Reeves criticised by Labour MP on benefits cuts

A Labour MP has strongly criticised the chancellor's plans to substantially cut welfare spending over the next few years.
Montgomeryshire and Glyndwr MP Steve Witherden repeated his calls for a wealth tax to tackle the UK government's cash shortfall.
He said yesterday's Spring Statement from Rachel Reeves, who is on a visit to south Wales, "strips benefits from our most vulnerable".
After the first minister said it was "disappointing" that the impact of the cuts had not been assessed for Wales, Reeves told the BBC that Eluned Morgan was speaking with Work and Pensions Secretary Liz Kendall.
Reeves' Spring Statement included tightening qualification rules for Personal Independence Payments (Pips), the main disability benefit claimed by more than 250,000 working-age people in Wales.
She told MPs "it can't be right" some people were improperly using them.
In a hard-hitting video statement on X, Witherden - the only Welsh Labour MP to publicly question the welfare policy of the UK government - said: "Today's Spring Statement strips benefits from our most vulnerable in a welfare system already on its last legs.
"This will only lead to more suffering and shorten more lives. The government must tax the very wealthiest in our society properly, not cut benefits further than the Tories."
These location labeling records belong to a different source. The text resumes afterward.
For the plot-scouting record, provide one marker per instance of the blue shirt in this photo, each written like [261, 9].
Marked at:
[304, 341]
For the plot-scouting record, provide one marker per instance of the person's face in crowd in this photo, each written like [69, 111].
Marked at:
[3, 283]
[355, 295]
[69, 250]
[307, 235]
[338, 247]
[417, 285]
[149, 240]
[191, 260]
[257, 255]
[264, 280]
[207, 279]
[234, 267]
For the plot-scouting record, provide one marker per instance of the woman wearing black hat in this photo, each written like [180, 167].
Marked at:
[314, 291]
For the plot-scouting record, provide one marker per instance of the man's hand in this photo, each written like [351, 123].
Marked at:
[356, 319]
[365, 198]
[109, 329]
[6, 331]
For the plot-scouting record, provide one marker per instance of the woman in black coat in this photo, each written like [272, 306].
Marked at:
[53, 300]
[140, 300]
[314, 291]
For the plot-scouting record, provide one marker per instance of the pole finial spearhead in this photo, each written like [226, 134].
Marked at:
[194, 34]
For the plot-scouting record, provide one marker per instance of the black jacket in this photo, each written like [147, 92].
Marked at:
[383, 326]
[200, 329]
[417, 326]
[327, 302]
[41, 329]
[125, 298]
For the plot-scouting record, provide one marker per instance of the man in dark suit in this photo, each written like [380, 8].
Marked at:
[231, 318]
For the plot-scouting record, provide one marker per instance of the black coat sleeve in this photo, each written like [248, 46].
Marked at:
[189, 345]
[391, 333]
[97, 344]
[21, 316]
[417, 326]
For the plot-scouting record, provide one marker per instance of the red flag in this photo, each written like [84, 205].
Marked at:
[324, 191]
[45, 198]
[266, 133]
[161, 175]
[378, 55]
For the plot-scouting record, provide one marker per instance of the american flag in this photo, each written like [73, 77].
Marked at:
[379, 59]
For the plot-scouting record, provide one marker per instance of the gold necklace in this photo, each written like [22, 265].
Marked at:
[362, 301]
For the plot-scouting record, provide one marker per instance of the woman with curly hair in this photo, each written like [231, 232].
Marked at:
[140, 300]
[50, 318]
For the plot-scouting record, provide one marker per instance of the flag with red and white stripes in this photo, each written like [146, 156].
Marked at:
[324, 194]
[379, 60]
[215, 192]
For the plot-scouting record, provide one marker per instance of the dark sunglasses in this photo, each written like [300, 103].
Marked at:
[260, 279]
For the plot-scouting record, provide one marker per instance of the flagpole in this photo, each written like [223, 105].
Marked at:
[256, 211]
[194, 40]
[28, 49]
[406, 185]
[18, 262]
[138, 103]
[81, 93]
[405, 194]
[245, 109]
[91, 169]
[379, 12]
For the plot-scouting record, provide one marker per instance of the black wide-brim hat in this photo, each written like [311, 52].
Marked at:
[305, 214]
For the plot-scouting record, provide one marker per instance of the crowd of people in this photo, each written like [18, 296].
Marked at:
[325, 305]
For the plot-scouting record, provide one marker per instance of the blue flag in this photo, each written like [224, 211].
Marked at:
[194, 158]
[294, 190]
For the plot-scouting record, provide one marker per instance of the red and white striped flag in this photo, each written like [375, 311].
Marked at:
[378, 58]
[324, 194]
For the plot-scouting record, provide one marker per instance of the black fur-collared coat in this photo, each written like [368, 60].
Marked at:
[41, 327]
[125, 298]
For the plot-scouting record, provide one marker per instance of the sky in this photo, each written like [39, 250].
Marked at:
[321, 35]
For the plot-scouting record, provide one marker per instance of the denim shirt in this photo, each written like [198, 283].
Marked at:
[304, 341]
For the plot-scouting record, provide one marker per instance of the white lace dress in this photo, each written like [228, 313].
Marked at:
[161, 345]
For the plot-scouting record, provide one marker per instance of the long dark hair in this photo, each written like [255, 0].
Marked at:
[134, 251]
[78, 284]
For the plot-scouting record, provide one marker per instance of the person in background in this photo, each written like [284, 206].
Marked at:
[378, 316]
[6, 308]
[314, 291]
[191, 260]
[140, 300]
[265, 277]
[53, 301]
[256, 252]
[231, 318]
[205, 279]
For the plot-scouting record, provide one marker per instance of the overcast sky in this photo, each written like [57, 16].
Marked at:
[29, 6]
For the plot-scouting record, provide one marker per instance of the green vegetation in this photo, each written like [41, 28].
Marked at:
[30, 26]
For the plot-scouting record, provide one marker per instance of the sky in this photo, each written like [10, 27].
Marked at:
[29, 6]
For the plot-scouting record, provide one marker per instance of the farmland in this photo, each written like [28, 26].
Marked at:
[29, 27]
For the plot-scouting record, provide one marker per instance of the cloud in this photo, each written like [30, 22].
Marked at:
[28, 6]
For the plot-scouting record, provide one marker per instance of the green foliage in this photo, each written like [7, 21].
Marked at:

Morgan had written to Kendall asking for an assessment of the planned benefits cuts for Wales after one was published for England and Wales combined.
An assessment has been published, but on an England and Wales basis.
On Thursday morning Reeves said: "Of course, as we put money into getting people back to work, that will have implications for money for Wales to support people in Wales to get back to work.
"Liz Kendall and Eluned Morgan are in discussions at the moment, we're determined to work together".

'Hundreds of jobs' at Newport semi-conductor plant
Meanwhile, the chancellor said "hundreds of jobs" would be created by plans for a £250m investment into a Newport semi-conductor plant.
In a Radio Wales interview, Reeves said she would be visiting the Vishay plant where semi-conductors, or chips, are made for use in millions of electronic products, from smartphones to household equipment and cars.
Vishay bought the plant after the previous Conservative UK government forced its previous Chinese parent company to sell on national security grounds.
Reeves also announced that Ministry of Defence (MoD) land was "in the mix" for new housing developments in Wales.
Although housing is under the control of the Welsh government, Reeves said she was keen to release MoD land - which the UK government is responsible for - in Wales.
She added that there was "surplus public land which isn't being used today which can be used to build houses".
Meanwhile, Plaid Cymru has called for "an urgent debate" in the Senedd following the welfare cuts announcement, saying Wales would be disproportionately affected.
The party said this was because the country has higher rates of disabled people of working age than the UK average and some of the highest levels of economic inactivity due to long-term illness.
At Westminster, Plaid Cymru MP Ann Davies raised the issue in the Commons on Thursday, later saying the lack of a Wales impact assessment showed a "shocking disregard for disabled people and those who care for them".
The fact that the research request came from a Labour Welsh government to a Labour UK administration, she said, was "proof that the partnership between both governments is failing".